Is it enjoyable? What an odd way to put it. Do I love being 75 pounds overweight? No, I don't sit around saying, hooray, hooray, look at these folds!
But I do love my life and don't allow myself to focus on what I can't do or wear. I take a sunrise walk every morning with the dog and watch the light touch the flowers and grass and think, god, it is a wonderful, beautiful thing to have another day on this earth. Then I go inside and pour a cup of coffee and wake up my kids and my husband comes downstairs and kisses me good morning and nobody is thinking about how much I weigh, not even me.
Anonymous wrote:You guys, there's a big difference between having an extra 20lbs, and an extra 100.
I think the majority know you can have an extra 20 and still be healthy, active, a body you love and feel comfortable in most days.
But 100... no. There's no way it's enjoyable to carry that much extra weight all day, every day--or more.
Anonymous wrote:You guys, there's a big difference between having an extra 20lbs, and an extra 100.
I think the majority know you can have an extra 20 and still be healthy, active, a body you love and feel comfortable in most days.
But 100... no. There's no way it's enjoyable to carry that much extra weight all day, every day--or more.
Anonymous wrote:Anonymous wrote:Do extremely thin women really love being thin? Do women with no breast or butt convince themselves that they look good? Do women with significant thigh gaps think they look good in spandex? You should love yourself and worry about you.
Worry about your health. Why are you shaming and judging thin women? Why are you evaluating orher women’s butt or breast size. Stop.
Anonymous wrote:I'm overweight. I'm not THRILLED about it and sometimes wish I was smaller, but like another PP on this thread, I'm not willing to make the extreme diet and lifestyle changes that would be required for me to lose the 25 pounds I could stand to lose quickly.
I've been carrying those 25 pounds around for about 5 years. Before that, I was up at 5am to go to the gym, eating salads I hated every day for lunch, never getting dessert and doing a variety of other things to maintain my size that were not fun or affirming. I was also married to someone who was a major fat-shamer, such that if I gained a couple pounds on vacation, he'd make concern troll comments about it ("It'll be nice to be home from vacation so you can get back into your routine" or "I'm just worried about your health" when his 5'7" wife weighed 145 pounds instead of 140 pounds).
When we got divorced, I stopped the 5am gym torture and the salads and ordered cake if I felt like eating cake. I gained like 10 pounds. TBH, I loved my body because I did not feel like I was being judged all. the. time.

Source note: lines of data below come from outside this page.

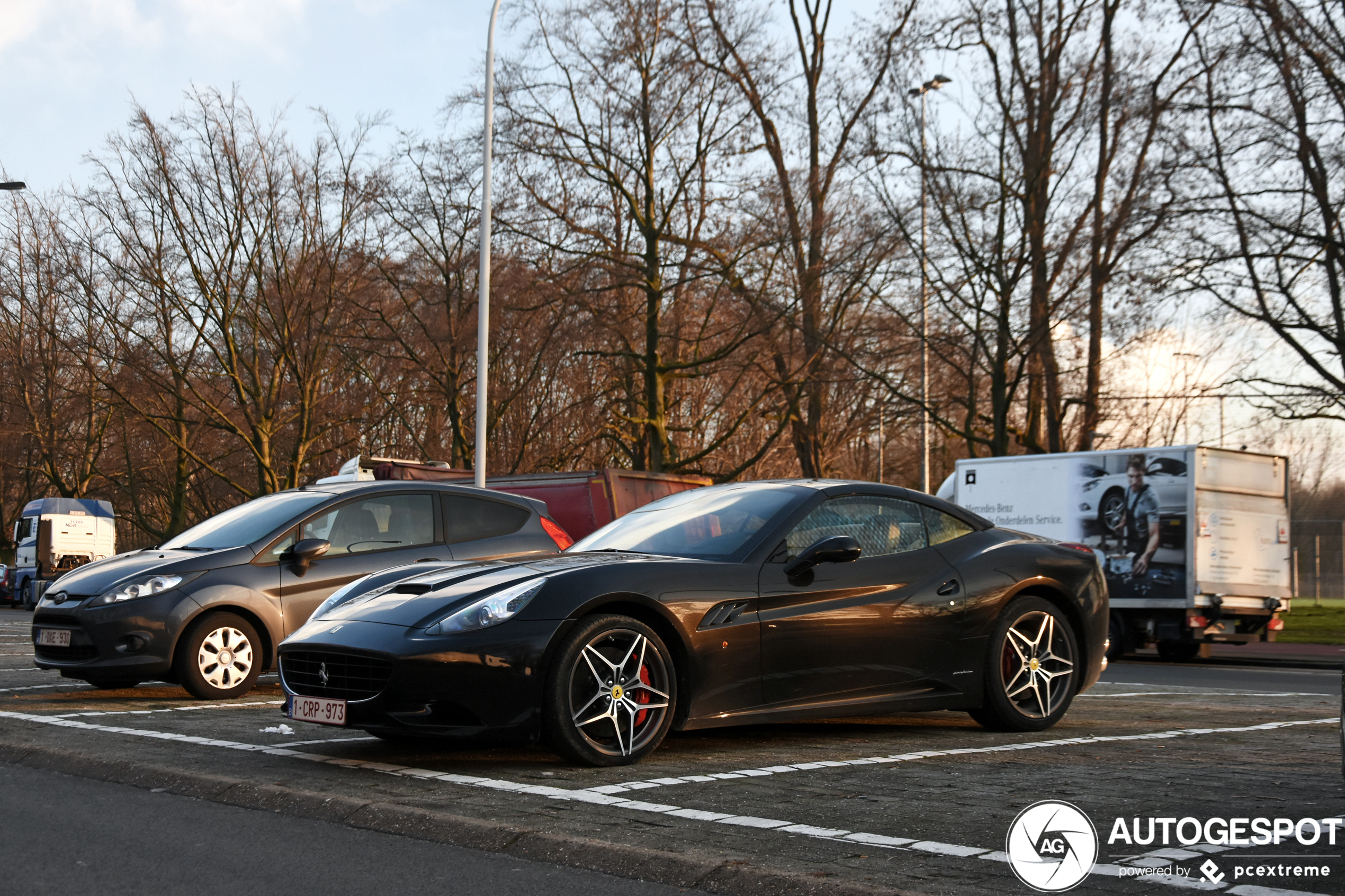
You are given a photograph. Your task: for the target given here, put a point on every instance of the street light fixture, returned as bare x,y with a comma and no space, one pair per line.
483,306
934,84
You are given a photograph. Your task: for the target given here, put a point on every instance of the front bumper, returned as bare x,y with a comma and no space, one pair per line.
130,640
482,685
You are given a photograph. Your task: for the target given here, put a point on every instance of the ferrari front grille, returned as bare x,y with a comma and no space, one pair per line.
325,673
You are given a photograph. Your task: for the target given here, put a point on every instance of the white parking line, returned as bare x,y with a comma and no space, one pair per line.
588,795
147,712
927,754
325,740
1204,693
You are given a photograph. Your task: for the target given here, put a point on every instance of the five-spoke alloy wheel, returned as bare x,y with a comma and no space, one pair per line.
218,657
611,692
1030,668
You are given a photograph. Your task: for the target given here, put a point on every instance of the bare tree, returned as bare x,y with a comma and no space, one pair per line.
1270,234
810,164
621,144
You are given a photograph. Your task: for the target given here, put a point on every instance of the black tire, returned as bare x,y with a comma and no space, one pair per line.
606,669
1179,650
212,636
1117,635
1111,510
1044,648
111,684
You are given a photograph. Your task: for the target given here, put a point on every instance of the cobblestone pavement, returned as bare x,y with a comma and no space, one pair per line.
917,802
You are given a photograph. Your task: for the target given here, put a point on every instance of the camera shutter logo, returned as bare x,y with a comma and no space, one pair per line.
1052,845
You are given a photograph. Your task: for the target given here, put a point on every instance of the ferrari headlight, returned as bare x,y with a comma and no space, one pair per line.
490,612
145,587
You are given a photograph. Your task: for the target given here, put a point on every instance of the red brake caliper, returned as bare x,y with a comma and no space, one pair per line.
642,696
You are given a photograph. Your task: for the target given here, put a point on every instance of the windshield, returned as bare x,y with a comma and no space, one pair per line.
247,523
706,524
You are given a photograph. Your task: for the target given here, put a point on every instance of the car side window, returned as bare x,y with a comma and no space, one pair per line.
379,523
880,526
469,519
280,547
945,527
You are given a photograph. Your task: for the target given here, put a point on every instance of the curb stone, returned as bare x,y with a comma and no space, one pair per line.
685,871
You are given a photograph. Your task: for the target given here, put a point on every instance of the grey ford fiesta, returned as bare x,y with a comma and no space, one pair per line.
208,608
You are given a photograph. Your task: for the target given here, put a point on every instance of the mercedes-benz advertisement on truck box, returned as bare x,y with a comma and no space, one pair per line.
1194,540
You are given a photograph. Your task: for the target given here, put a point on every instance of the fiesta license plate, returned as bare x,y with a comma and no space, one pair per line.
54,637
320,710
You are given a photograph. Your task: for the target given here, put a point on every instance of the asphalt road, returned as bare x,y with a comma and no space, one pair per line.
1235,677
73,836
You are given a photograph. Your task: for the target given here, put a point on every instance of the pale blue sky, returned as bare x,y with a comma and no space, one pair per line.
70,68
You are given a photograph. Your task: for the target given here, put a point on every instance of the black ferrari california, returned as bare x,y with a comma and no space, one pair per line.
728,605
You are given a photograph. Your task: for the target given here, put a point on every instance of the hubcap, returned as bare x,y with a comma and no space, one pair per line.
1036,664
225,657
619,692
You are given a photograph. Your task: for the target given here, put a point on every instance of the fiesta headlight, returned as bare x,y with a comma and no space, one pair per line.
490,612
145,587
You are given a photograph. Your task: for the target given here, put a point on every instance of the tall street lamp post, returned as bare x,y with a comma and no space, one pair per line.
483,308
934,84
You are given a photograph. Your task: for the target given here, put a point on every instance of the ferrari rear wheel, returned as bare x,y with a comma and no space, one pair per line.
611,692
1030,669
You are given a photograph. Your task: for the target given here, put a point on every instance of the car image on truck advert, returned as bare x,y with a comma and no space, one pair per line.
1194,540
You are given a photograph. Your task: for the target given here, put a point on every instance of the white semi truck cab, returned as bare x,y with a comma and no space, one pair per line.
57,535
1194,540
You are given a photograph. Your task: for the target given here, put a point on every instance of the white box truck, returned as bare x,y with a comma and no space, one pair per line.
54,537
1194,540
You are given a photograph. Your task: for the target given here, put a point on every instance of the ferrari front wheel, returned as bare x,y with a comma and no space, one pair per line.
1030,669
611,692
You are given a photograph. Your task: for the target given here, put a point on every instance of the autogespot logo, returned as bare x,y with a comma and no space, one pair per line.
1052,845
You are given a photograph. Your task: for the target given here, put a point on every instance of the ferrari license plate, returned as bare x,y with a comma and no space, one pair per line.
320,710
54,637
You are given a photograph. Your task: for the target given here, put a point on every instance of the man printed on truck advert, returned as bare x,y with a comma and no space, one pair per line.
1140,526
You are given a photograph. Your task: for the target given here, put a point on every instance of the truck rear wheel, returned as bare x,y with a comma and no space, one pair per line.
1117,636
1179,650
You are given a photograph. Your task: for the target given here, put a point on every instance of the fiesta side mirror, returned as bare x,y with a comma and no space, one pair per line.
835,548
307,551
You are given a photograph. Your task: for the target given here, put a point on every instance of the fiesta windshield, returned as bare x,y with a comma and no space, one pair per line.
247,523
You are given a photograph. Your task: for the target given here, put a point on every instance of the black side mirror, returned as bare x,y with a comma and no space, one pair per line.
835,548
307,551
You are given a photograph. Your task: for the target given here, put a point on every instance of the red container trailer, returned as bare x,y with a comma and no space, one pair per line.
580,503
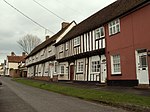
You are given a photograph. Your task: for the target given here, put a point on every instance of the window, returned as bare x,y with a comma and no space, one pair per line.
76,41
66,46
80,66
114,27
49,49
55,65
116,66
95,66
61,48
36,56
42,52
143,61
99,33
62,69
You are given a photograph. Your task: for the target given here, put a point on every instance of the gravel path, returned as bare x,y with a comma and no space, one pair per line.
29,99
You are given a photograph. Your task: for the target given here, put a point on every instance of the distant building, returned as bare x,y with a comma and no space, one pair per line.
13,63
41,62
112,46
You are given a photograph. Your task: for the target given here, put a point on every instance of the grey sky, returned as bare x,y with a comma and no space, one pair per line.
14,26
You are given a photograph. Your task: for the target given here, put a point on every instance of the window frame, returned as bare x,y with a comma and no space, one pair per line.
114,27
115,64
61,48
97,65
99,31
80,66
76,41
66,46
62,66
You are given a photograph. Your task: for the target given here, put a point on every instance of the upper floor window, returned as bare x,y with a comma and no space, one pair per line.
80,66
99,33
66,46
42,52
61,48
76,41
115,63
114,27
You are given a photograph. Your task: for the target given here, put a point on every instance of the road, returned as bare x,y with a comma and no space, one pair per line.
15,97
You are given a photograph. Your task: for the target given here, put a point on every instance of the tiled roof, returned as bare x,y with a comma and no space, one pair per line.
110,12
48,41
16,59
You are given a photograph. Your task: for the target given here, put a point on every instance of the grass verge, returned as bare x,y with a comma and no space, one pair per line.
128,101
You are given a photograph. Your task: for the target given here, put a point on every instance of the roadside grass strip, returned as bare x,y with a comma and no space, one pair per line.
125,100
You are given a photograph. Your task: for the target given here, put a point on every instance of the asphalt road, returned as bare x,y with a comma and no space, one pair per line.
15,97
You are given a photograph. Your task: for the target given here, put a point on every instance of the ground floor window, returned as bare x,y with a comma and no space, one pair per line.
95,66
115,63
62,69
80,66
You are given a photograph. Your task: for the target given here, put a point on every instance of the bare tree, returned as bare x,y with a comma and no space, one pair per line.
28,42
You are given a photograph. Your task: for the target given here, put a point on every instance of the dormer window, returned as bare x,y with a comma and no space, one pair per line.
76,41
99,33
114,27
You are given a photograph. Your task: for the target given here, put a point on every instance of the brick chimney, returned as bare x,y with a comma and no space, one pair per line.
64,24
12,54
23,54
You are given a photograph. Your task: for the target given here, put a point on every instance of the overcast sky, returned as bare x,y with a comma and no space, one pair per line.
13,25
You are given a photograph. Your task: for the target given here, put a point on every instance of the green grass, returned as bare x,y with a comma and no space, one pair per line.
111,98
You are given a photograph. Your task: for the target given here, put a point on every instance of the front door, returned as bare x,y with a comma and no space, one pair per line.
71,72
103,72
142,68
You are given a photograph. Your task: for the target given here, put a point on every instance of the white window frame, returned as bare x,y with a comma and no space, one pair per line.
77,41
99,33
55,67
96,67
42,52
62,71
115,64
80,66
114,27
49,48
61,48
66,46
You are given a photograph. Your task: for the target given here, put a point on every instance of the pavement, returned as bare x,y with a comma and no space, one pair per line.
16,97
120,89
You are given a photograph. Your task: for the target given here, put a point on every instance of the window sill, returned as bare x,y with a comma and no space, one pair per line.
79,73
116,74
99,38
110,35
76,46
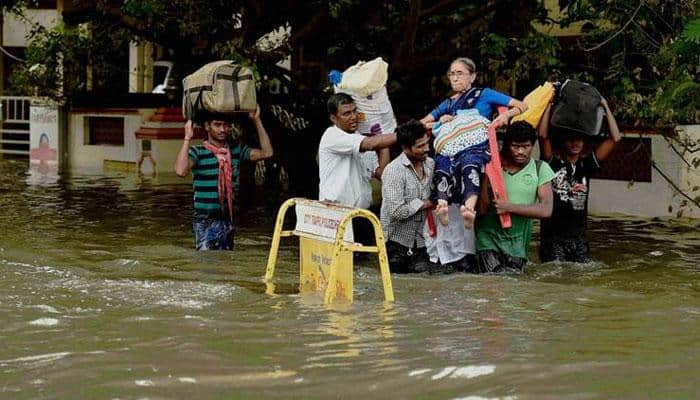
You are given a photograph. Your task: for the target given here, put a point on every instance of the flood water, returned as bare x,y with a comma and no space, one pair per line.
102,296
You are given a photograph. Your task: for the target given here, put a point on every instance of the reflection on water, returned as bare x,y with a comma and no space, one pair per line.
102,296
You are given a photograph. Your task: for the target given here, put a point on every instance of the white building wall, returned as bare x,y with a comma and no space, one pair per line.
15,31
656,198
86,157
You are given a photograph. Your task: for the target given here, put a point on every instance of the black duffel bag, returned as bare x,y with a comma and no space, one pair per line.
578,109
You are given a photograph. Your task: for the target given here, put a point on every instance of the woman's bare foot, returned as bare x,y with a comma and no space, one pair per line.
469,216
441,210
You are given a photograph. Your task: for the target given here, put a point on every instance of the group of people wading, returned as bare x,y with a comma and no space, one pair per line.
417,190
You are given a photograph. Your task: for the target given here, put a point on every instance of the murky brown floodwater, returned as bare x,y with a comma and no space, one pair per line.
102,296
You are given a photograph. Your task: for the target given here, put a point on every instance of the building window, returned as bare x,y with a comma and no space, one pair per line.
105,131
630,161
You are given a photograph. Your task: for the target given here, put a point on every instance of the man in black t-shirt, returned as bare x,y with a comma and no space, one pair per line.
563,236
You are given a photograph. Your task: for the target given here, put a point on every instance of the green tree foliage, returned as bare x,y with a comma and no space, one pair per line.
646,54
642,54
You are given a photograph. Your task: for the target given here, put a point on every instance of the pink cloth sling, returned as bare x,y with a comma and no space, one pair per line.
225,186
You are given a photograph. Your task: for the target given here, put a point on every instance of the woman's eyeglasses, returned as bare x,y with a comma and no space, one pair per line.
458,74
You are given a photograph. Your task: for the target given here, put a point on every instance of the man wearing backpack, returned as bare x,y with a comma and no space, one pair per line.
563,236
215,172
529,193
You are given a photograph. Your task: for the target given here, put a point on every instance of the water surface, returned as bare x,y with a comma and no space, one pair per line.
102,296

A couple years later when I met my now-DH, I got to experience what it was like to be married to a person who truly appreciated my body rather than just seeing things that should be corrected.
I'd love to lose the 25 pounds, but I'm in a place where I know that happiness and love are not dependent on me killing myself on the treadmill every morning at dawn or eating things I hate.
Anonymous wrote:Anonymous wrote:Perhaps because ignorant people comment negatively and nastily on fat people's bodies and weight all. of. the. time.
My nephew’s wife is part of that movement. She is 27 years old and has just had serious back surgery because if the stress on her body. The surgeon told her to lose 120 pounds and she went nuts.
Anonymous wrote:Do women with special needs kids really love their children?
Do people with bad marriages really think they're 'stronger' for it?
Anonymous wrote:I'd need to lose 20 lbs to reach a "normal" BMI. Years ago, I lost 40 lbs and kept it off 5 years, so I know I can do it -- but, for me and my genetics, it was just all I did. My hobby was exercise and meal prep.
Then I had a kid. So now I do other things with my time, and I'm fat. I don't hate my body. I have low blood pressure, I'm active, and my body can do all the things I need it to do. I buy clothes that fit, I go to the pool. The only reason for me to lose weight is to look like people think I should look. I wish I did look that way, but I don't want it more than I want to enjoy my life and family.